Doch wir dürfen es nicht dabei belassen, denn wie in einem Bahnhof ist der Bahnsteig nicht unser Zuhause. Die letzte Wahrheit hat nur der erreicht, für den die ganze Welt eine Schöpfung der Freude ist.


Der vor allem war

Der vor allem war, ist heute noch derselbe. Jeder Ton des Schöpfungsliedes erklingt frisch durch seine Stimme. Das Universum ist kein bloßes Echo, das von Himmel zu Himmel wie ein obdachloser Wanderer widerhallt. Es ist auch kein Echo eines alten Liedes, das einmal am dämmrigen Anfang der Dinge gesungen wurde und dann verwaiste. Jeden Moment entströmt es dem Herzen des Meisters und wird in seinem Atem geatmet.

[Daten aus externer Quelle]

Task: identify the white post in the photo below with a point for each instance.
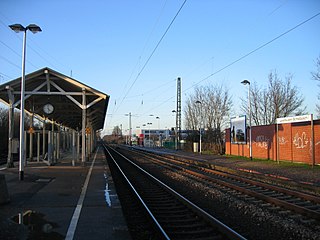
(38, 147)
(83, 150)
(21, 149)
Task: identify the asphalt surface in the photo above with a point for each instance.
(62, 202)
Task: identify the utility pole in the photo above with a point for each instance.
(178, 118)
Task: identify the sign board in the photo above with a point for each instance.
(238, 130)
(302, 118)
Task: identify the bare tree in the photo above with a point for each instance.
(211, 114)
(316, 76)
(279, 99)
(116, 131)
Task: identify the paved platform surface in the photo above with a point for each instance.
(63, 202)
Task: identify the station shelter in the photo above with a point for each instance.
(71, 113)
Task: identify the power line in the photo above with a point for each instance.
(154, 50)
(244, 56)
(253, 51)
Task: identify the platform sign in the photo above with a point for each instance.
(238, 130)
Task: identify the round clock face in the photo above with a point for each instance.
(48, 108)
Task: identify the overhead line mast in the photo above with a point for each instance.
(178, 118)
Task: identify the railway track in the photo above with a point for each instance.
(172, 215)
(308, 206)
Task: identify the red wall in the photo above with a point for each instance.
(294, 142)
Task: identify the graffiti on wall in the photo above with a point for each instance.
(282, 140)
(300, 141)
(262, 141)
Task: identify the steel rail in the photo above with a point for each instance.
(230, 233)
(283, 203)
(157, 224)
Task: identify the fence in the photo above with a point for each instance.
(295, 142)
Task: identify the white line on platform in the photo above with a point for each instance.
(77, 211)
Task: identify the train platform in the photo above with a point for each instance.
(62, 202)
(298, 175)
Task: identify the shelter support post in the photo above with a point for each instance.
(83, 147)
(58, 143)
(31, 139)
(44, 139)
(49, 147)
(78, 145)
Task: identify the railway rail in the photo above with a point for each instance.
(172, 215)
(307, 205)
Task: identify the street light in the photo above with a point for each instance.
(199, 102)
(246, 82)
(149, 132)
(34, 29)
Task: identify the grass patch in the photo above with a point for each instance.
(281, 163)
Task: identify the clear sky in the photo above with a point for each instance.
(107, 44)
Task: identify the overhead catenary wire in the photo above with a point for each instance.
(241, 58)
(152, 53)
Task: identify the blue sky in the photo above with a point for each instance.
(105, 44)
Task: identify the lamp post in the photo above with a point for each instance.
(199, 102)
(149, 132)
(34, 29)
(246, 82)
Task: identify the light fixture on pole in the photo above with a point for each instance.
(246, 82)
(34, 29)
(199, 102)
(149, 133)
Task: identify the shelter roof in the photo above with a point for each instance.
(68, 96)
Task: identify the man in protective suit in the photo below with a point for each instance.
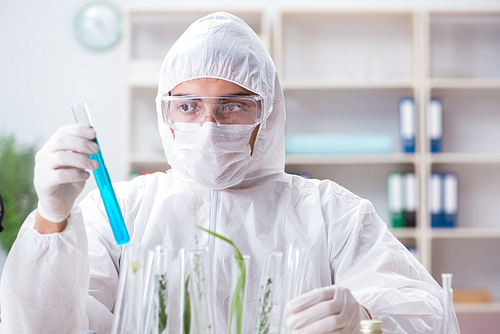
(221, 117)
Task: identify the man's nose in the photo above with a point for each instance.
(210, 118)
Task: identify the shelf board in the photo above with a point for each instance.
(464, 158)
(465, 233)
(143, 73)
(464, 83)
(346, 84)
(334, 159)
(476, 307)
(148, 158)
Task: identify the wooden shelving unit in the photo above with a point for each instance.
(346, 71)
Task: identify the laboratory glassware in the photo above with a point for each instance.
(128, 313)
(115, 217)
(447, 301)
(370, 327)
(239, 278)
(268, 285)
(2, 213)
(295, 263)
(197, 290)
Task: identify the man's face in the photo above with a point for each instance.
(213, 87)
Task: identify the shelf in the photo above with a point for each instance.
(350, 159)
(404, 233)
(465, 233)
(477, 307)
(144, 73)
(338, 84)
(148, 158)
(464, 158)
(464, 83)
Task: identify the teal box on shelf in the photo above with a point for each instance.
(327, 143)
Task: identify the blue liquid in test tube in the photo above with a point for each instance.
(115, 217)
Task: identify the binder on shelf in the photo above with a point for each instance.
(411, 200)
(395, 199)
(435, 199)
(435, 124)
(407, 124)
(443, 199)
(339, 143)
(450, 199)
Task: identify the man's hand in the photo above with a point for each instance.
(60, 173)
(331, 309)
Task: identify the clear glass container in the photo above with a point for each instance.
(268, 284)
(239, 281)
(198, 301)
(128, 316)
(370, 327)
(293, 277)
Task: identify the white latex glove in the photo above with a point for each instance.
(60, 170)
(331, 309)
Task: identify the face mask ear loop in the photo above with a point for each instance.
(205, 117)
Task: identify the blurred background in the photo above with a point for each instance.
(347, 65)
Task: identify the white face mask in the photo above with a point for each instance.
(215, 157)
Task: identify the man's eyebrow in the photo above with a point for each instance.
(233, 94)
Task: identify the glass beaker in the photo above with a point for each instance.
(295, 262)
(197, 293)
(156, 285)
(239, 279)
(128, 309)
(447, 302)
(267, 291)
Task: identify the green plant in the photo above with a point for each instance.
(239, 290)
(187, 309)
(265, 308)
(16, 186)
(162, 302)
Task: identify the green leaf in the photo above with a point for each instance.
(187, 308)
(16, 186)
(239, 290)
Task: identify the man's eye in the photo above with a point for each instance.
(233, 107)
(186, 107)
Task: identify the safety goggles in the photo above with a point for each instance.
(222, 110)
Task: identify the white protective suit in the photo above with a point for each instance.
(67, 282)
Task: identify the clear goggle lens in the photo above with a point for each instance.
(225, 110)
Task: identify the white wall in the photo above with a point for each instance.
(44, 71)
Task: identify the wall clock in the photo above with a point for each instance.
(97, 25)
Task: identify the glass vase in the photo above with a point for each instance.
(128, 308)
(267, 291)
(293, 277)
(197, 294)
(239, 280)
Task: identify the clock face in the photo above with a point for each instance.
(98, 25)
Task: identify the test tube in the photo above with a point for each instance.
(447, 301)
(115, 217)
(295, 263)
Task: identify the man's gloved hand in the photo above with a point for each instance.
(331, 309)
(60, 170)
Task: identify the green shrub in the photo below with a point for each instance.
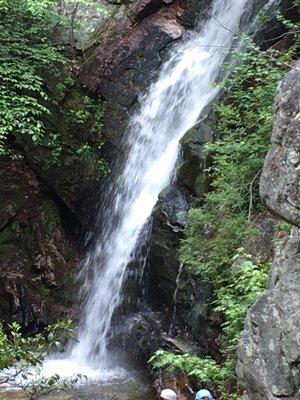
(25, 51)
(21, 358)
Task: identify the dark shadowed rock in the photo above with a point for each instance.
(280, 179)
(36, 256)
(269, 348)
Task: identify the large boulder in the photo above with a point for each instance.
(280, 179)
(269, 351)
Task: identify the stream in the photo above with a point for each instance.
(167, 111)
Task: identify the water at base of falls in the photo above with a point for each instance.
(167, 111)
(125, 384)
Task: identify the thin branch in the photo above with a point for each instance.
(251, 195)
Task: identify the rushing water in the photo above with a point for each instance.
(169, 109)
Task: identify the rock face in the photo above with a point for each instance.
(269, 351)
(127, 51)
(36, 256)
(269, 348)
(280, 180)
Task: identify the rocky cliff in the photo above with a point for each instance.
(269, 349)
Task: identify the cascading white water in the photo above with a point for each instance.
(169, 109)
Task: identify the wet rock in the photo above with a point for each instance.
(125, 53)
(191, 171)
(280, 179)
(261, 245)
(169, 220)
(125, 57)
(144, 335)
(269, 351)
(84, 20)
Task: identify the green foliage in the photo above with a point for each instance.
(28, 56)
(216, 231)
(204, 370)
(21, 358)
(25, 50)
(233, 300)
(245, 122)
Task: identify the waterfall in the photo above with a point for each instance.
(177, 283)
(167, 111)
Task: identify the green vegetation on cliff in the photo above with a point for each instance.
(26, 51)
(217, 231)
(36, 81)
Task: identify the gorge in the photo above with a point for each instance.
(147, 84)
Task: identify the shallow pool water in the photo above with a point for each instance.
(120, 384)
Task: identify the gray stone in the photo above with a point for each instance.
(269, 348)
(280, 179)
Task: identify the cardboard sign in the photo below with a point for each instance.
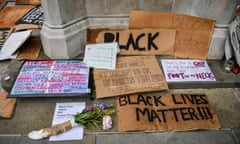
(34, 16)
(141, 42)
(51, 78)
(174, 112)
(186, 70)
(133, 74)
(193, 35)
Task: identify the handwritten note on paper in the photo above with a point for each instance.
(187, 70)
(4, 34)
(133, 74)
(101, 55)
(64, 112)
(193, 34)
(14, 42)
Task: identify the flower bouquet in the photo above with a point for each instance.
(91, 117)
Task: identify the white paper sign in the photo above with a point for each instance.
(101, 55)
(14, 42)
(63, 113)
(186, 70)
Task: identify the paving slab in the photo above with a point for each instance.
(194, 137)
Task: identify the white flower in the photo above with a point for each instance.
(107, 122)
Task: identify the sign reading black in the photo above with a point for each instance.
(34, 16)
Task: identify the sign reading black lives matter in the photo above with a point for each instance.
(34, 16)
(175, 112)
(4, 34)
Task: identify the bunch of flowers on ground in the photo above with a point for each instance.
(96, 116)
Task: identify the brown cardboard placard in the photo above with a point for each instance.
(142, 41)
(7, 105)
(92, 35)
(173, 112)
(30, 50)
(193, 35)
(132, 74)
(10, 14)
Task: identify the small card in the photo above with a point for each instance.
(102, 55)
(63, 113)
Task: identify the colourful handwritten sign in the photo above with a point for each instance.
(166, 112)
(187, 70)
(52, 77)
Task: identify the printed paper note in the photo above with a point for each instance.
(101, 55)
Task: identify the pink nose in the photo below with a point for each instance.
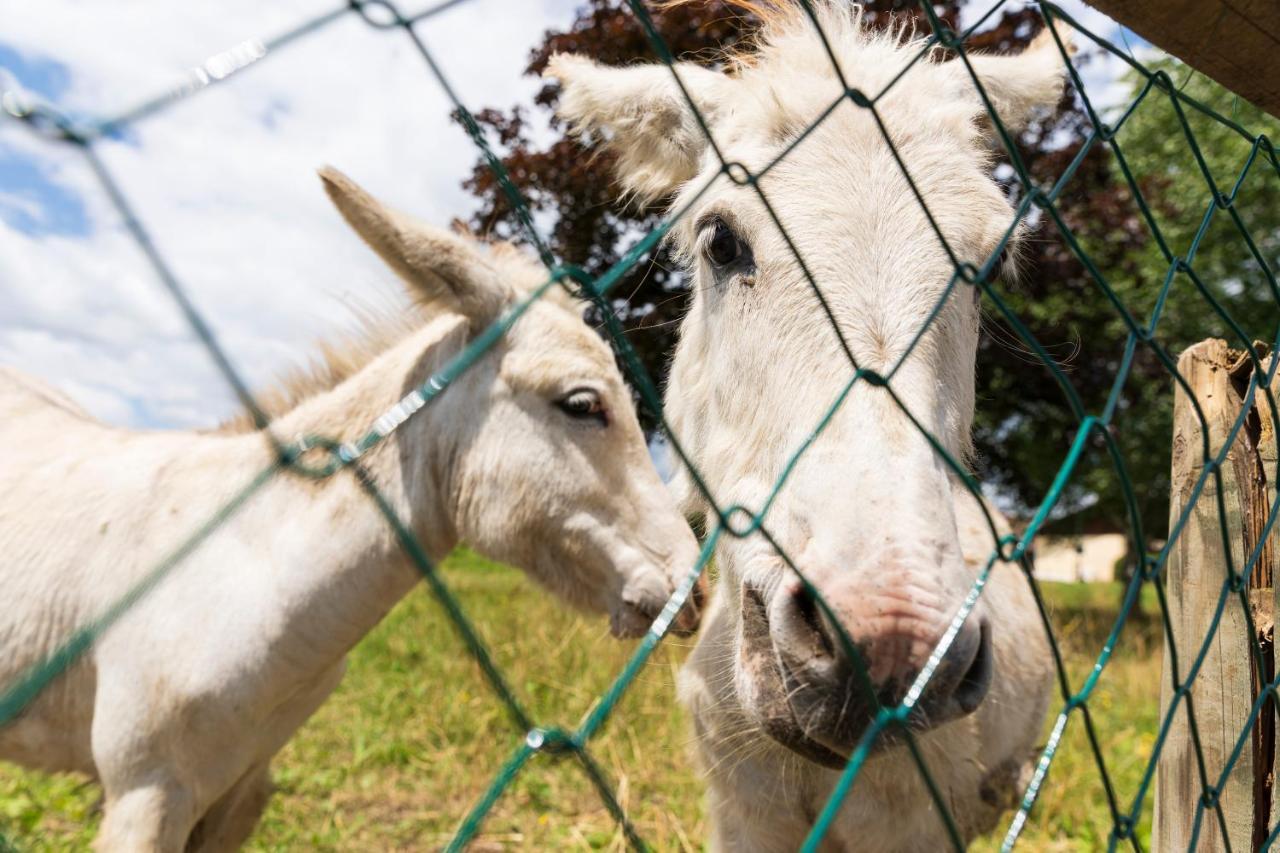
(892, 635)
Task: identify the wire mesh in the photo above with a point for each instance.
(740, 521)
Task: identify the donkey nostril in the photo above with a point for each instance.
(807, 609)
(973, 684)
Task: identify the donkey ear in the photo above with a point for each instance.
(641, 115)
(1020, 83)
(439, 267)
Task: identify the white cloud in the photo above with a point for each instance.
(225, 185)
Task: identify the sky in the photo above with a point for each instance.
(224, 181)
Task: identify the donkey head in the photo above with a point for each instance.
(544, 465)
(868, 512)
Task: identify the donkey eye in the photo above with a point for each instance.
(725, 247)
(584, 404)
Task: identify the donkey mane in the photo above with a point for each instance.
(378, 328)
(336, 359)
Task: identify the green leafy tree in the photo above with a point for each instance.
(1024, 425)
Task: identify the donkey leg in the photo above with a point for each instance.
(154, 816)
(232, 819)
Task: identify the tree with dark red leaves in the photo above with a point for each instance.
(1024, 424)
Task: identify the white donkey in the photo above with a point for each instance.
(533, 456)
(871, 512)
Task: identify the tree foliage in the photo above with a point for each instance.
(1024, 424)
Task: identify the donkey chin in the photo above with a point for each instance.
(809, 694)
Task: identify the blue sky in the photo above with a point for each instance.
(224, 182)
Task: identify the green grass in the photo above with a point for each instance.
(414, 735)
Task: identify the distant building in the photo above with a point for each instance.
(1091, 557)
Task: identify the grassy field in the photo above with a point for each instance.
(414, 735)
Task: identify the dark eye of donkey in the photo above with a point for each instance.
(725, 247)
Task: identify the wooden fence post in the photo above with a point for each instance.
(1229, 682)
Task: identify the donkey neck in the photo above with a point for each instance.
(411, 465)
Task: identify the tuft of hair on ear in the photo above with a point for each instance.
(1020, 85)
(640, 115)
(440, 268)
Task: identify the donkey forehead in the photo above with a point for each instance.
(841, 195)
(551, 346)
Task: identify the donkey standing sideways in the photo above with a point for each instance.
(533, 456)
(871, 512)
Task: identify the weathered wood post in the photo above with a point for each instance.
(1229, 680)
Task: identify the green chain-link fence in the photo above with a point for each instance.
(575, 743)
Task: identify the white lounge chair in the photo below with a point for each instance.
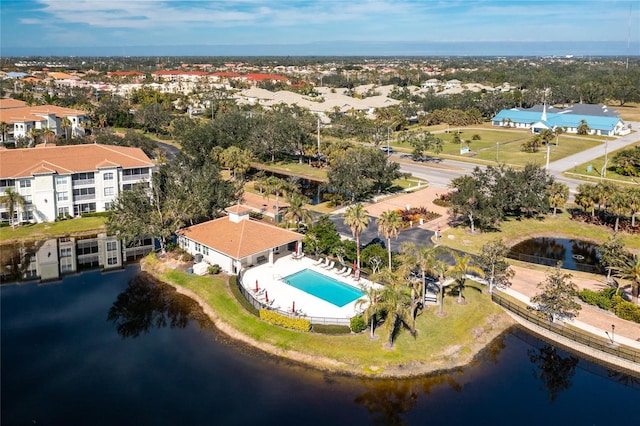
(330, 265)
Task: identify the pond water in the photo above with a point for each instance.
(117, 348)
(576, 255)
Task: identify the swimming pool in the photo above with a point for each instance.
(323, 287)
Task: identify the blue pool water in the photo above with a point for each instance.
(323, 287)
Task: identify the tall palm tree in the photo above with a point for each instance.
(424, 257)
(296, 211)
(558, 193)
(441, 267)
(628, 268)
(389, 224)
(395, 301)
(48, 135)
(65, 123)
(4, 129)
(463, 266)
(357, 219)
(372, 307)
(586, 198)
(14, 201)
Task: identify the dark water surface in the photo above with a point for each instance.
(115, 349)
(577, 255)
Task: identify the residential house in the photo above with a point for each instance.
(70, 180)
(236, 242)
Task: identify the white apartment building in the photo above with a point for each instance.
(63, 181)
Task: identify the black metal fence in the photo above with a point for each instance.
(261, 304)
(595, 342)
(539, 260)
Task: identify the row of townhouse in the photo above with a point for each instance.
(67, 181)
(20, 119)
(601, 119)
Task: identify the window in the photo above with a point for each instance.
(84, 192)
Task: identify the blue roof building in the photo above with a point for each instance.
(600, 119)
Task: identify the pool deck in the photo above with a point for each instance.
(269, 278)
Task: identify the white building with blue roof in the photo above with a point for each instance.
(601, 119)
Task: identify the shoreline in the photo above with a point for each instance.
(405, 370)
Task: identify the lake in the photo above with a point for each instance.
(119, 349)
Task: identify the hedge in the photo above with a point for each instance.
(275, 318)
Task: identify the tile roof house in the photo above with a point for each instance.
(236, 242)
(70, 180)
(22, 118)
(600, 119)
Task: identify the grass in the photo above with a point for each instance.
(580, 171)
(513, 230)
(53, 229)
(440, 342)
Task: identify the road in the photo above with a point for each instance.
(439, 172)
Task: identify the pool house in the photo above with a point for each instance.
(236, 242)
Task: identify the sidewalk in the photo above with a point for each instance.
(590, 318)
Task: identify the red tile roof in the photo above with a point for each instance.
(239, 240)
(16, 163)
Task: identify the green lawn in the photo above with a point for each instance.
(53, 229)
(514, 230)
(580, 171)
(505, 146)
(440, 342)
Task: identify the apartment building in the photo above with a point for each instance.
(67, 181)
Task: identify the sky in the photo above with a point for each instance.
(298, 27)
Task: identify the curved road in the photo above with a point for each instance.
(440, 172)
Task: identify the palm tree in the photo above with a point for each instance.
(441, 267)
(558, 193)
(13, 201)
(628, 268)
(65, 123)
(586, 198)
(373, 308)
(4, 129)
(357, 219)
(424, 258)
(395, 302)
(389, 224)
(296, 211)
(276, 186)
(48, 135)
(34, 133)
(463, 266)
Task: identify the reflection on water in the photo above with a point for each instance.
(554, 370)
(48, 260)
(146, 304)
(574, 254)
(158, 347)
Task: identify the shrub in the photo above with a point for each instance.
(592, 298)
(331, 329)
(275, 318)
(628, 311)
(358, 324)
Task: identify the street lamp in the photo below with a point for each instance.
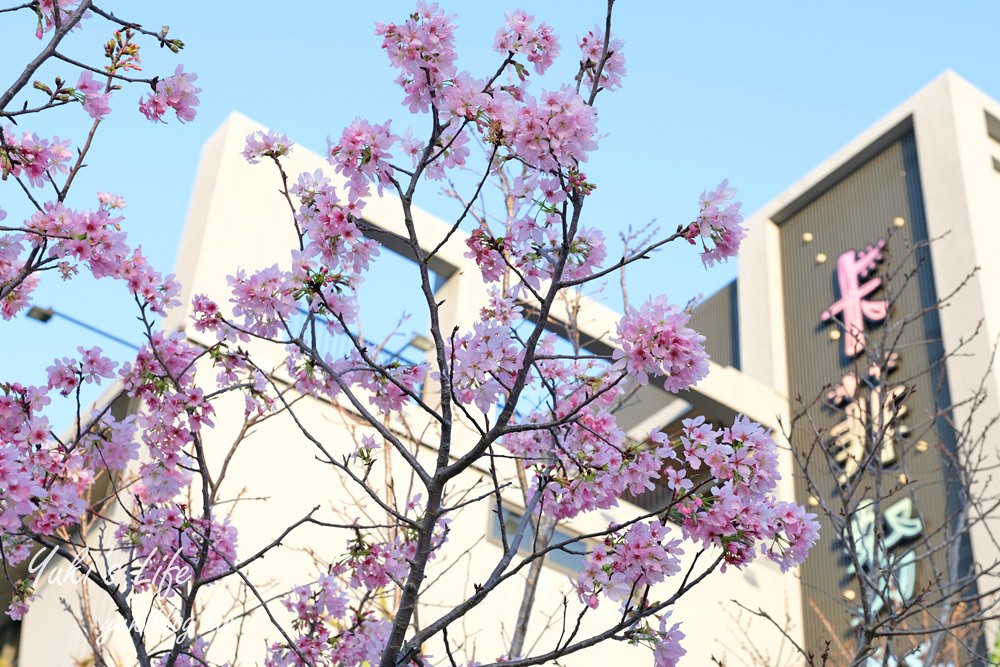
(43, 315)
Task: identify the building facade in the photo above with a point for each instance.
(832, 331)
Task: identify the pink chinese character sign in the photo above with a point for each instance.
(853, 308)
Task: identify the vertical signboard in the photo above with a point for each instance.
(861, 336)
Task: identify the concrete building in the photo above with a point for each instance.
(801, 317)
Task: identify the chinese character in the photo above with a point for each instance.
(897, 573)
(852, 306)
(878, 413)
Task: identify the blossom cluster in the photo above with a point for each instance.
(613, 71)
(92, 239)
(32, 156)
(176, 92)
(740, 510)
(718, 226)
(628, 561)
(517, 36)
(655, 340)
(93, 98)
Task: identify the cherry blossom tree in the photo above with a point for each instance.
(131, 502)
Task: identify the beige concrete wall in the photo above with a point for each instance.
(237, 219)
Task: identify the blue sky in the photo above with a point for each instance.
(755, 92)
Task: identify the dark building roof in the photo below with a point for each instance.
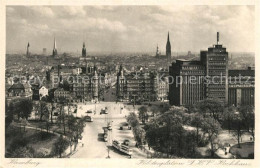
(246, 72)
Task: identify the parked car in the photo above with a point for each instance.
(89, 119)
(109, 126)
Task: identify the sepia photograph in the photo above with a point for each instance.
(130, 82)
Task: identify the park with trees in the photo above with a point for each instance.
(200, 131)
(46, 135)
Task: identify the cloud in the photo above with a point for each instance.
(131, 28)
(43, 11)
(73, 11)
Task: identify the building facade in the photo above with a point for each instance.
(186, 82)
(136, 86)
(241, 87)
(19, 90)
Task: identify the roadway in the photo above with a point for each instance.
(94, 145)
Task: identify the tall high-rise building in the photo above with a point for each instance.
(207, 78)
(54, 52)
(157, 54)
(84, 52)
(28, 49)
(216, 62)
(168, 49)
(44, 51)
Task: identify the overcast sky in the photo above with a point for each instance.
(129, 28)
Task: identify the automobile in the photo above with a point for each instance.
(126, 142)
(109, 126)
(104, 111)
(89, 119)
(105, 137)
(89, 112)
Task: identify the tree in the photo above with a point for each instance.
(143, 115)
(9, 109)
(228, 116)
(60, 146)
(23, 152)
(77, 129)
(211, 128)
(211, 107)
(132, 120)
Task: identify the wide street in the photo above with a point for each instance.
(93, 143)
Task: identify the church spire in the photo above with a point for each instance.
(54, 52)
(168, 48)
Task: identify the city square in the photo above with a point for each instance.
(99, 86)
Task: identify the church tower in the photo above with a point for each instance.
(28, 50)
(168, 49)
(95, 86)
(54, 52)
(84, 52)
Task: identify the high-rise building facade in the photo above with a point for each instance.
(168, 49)
(241, 87)
(216, 62)
(209, 78)
(186, 84)
(84, 51)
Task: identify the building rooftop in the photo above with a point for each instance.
(241, 72)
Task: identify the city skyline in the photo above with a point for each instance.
(103, 28)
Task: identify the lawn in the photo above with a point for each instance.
(40, 142)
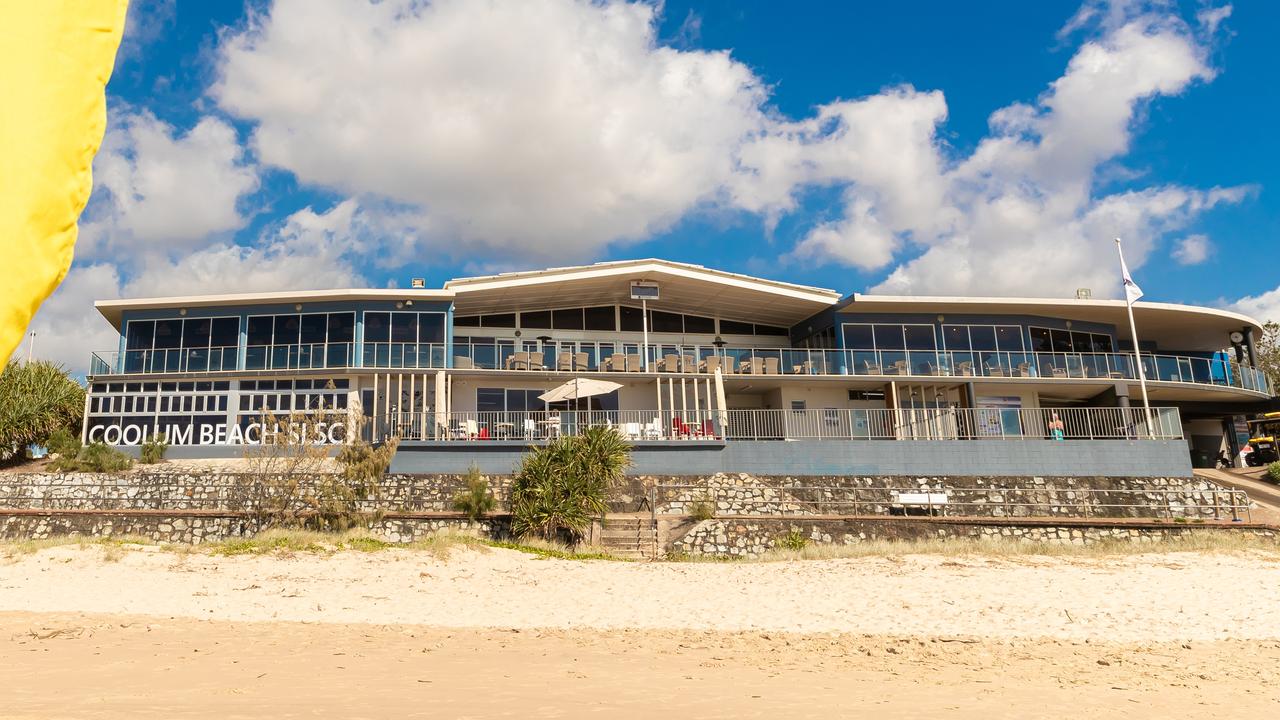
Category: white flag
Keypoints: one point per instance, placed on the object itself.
(1132, 292)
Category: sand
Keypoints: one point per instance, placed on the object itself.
(499, 633)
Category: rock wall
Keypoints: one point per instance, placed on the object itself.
(752, 538)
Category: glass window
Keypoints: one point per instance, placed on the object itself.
(1041, 341)
(503, 320)
(260, 329)
(314, 327)
(859, 337)
(168, 333)
(224, 332)
(378, 327)
(983, 337)
(1082, 342)
(631, 318)
(195, 332)
(403, 327)
(570, 319)
(602, 318)
(540, 320)
(1009, 338)
(888, 337)
(919, 337)
(955, 337)
(667, 322)
(430, 327)
(1061, 341)
(287, 329)
(699, 324)
(342, 327)
(490, 399)
(140, 335)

Zivilisation und Kannibalismus

… Ich wiederhole noch einmal, dass wir kein wirkliches Bild vom Menschen haben können, ohne ihn zu lieben. Zivilisation darf nicht nach ihrer Macht beurteilt und gewürdigt werden, sondern wie sehr sie durch ihre Gesetze und Institutionen die Liebe zum Menschen entwickelt und ausdrückt. Die erste und letzte von ihr zu beantwortende Frage lautet, ob und inwieweit sie den Menschen als Geist oder als Maschine sieht? Wann immer alte Zivilisationen zerfielen und niedergingen, gab es Gründe, die Herzlosigkeit zur Folge hatten und zur Herabsetzung des Wertes des Menschen führten. Sobald der Staat oder mächtige Gruppen begannen, das Volk als bloßes Instrument ihrer Macht zu sehen oder man Schwächere zur Sklaverei zwang und versuchte, sie mit allen Mitteln zu unterdrücken, schlug der Mensch auf das Fundament seiner Größe, seiner Freiheitsliebe und des Fairplay ein. Zivilisation kann niemals auf der Grundlage von Kannibalismus irgendeiner Form bestehen; denn das allein Wahrhaftige im Menschen kann nur durch Liebe und Gerechtigkeit genährt werden … 


Die Freiheit der Saite

… So erfreuen wir uns voll und ganz der Freiheit, wenn wir uns den Begrenzungen der Wahrheit wie eine auf die Harfe gespannte Saite unterwerfen. Nur richtig und ohne geringste Nachlässigkeit gespannt, entsteht Musik; dann findet die in der Melodie über ihre Grenzen hinausschreitende Saite in jedem Akkord ihre wahre Freiheit. Nur weil sie einerseits an harte und feste Regeln gebunden ist, kann sie andererseits diesen Freiraum in der Musik finden. Klingt die Saite nicht richtig, so war sie nicht ausreichend gespannt. Doch ihre Spannung zu lockern, wäre nicht ihr Weg in die Freiheit. Die kann sie nur erreichen, wenn sie fest, bis auf die richtige Tonhöhe gespannt wird …


Der Fisch

… Eines Tages war ich mit einem Boot auf dem Ganges unterwegs. Die Sonne des wunderschönen Herbstabends war gerade untergegangen und die Stille des Himmels mit unbeschreiblichem Frieden und Schönheit erfüllt. Die riesige Wasserfläche zeigte keine Kräuselung und spiegelte alle sich wandelnden Schattierungen des glühenden Sonnenuntergangs wider. Kilometerweit erstreckte sich eine einsame Sandbank wie ein riesiges, vorsintflutliches, amphibisches Reptil, dessen Schuppen in leuchtenden Farben schillerten.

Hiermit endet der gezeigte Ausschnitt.